My husband of two years and I lived in eastern Wyoming for one year and would often go to South Dakota for little mini-vacations. One such trip we found ourselves wandering into a pet store, where I pointed at this tiny black dog and said, “I want to hold that one please.” He said, “No way. You’ll hold it, then I’ll have to buy it.” I gave him my best please-give-me-what-I-want look and he asked the store clerk if we could hold the small black puppy.
“Good choice,” said the clerk, as she sat us in the puppy holding are, “this girl’s been here for a while and we don’t know what kind of dog she is.” As soon as the clerk placed that tiny, black, warm, ball of fur into my arms, I fell in love. I had met my puppy. She was calm, and nestled right into my neck, when we put her down to play her legs spread out in all four directions like a fawn trying to walk for the first time. She was perfect, and, good news, she was on sale! I love a good bargain. My husband looked at me and smiled, he then reminded me we were not allowed to have animals in the house we were renting. Tears welled up in my eyes as I faced the idea of putting my dog-child back in a glass cage, “I’ll come back for you,” I whispered into her soft, warm ears. Distraught, I handed him the pup and headed for the door; he returned her to the clerk and apologized that we could not take her home. That night was grueling, neither one of us could forget that black puppy’s tiny paws, soft hair, warm ears and needle teeth. Something must be done!
We called our landlord and thank goodness for my husband’s negotiating skills, because he won our pup fare and square, at the cost of a new fence and a doggie door for the house. We rushed back to the pet store as soon as they opened and chose her a collar to really make her ours. We were officially a family.

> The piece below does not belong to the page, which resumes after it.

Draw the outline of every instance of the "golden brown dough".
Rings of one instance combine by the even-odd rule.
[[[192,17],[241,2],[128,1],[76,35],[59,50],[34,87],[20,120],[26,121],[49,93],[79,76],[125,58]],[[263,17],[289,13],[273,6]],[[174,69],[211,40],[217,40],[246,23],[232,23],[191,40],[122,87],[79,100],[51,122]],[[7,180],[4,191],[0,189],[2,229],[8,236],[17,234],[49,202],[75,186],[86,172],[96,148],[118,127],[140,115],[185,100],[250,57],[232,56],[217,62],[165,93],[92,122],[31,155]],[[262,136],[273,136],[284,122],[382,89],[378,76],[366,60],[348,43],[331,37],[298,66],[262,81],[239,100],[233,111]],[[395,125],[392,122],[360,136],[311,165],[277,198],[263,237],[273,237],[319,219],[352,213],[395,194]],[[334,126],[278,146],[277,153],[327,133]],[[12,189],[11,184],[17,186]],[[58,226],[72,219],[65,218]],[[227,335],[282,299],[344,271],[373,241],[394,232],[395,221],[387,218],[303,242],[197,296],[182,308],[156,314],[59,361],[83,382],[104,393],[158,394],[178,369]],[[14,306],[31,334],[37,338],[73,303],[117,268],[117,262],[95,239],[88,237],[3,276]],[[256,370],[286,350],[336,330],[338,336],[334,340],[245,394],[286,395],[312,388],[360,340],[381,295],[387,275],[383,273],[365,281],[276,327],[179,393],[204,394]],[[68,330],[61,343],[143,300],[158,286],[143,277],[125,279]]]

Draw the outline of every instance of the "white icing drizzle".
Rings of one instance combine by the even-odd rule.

One of my friends recently told me that dogs always match their people, “Vera matches you,” she continued, “She’s happy, willing to please and does not like things out of place.” A little embarrassing but true. I love my dog, and she makes me happy, but the part of her that brings me the most joy is her tail. A dog’s tail can tell you a range of emotions; sad: tucked under, angry: bristled and stiff, shy: wag, playful: wag, wag, wag, happy: wag, wag, wag, wag, wag. Everything you need to know about your pup can be determined by the demeanor of their tail. It would be so nice if human’s had tails, huh? We would never have to decode a look from the woman at the checkout counter, or try to decipher our partner’s mood when they get home. In my opinion, tails would end all the confusion deciphering a one word text message has thrown into our society! You would be able to read people’s true emotions, but it would pose a challenge to bluff in the World Poker Tournament.
My Vera’s tail is exceptionally good at explaining an array of emotions, the best being her joy when my husband and I return home. Most days when we come home, she is not waiting at our door, nope, she is on our bed.
We come in our bedroom and she does not even to get up, yet the tip of her tail, the tiny tip of her tail, is moving, no, not moving, it is beating. The tip of her tail is beating, pounding away a rhythm that would put a hummingbird to shame. I melt when I see that because I know that she loves me. Beyond a shadow of a doubt she is my dog, her tail tells me so everyday. I am not ashamed to admit that I am a dog person, no a dog-tail person because the tiny tip of my dogs tail make me happy.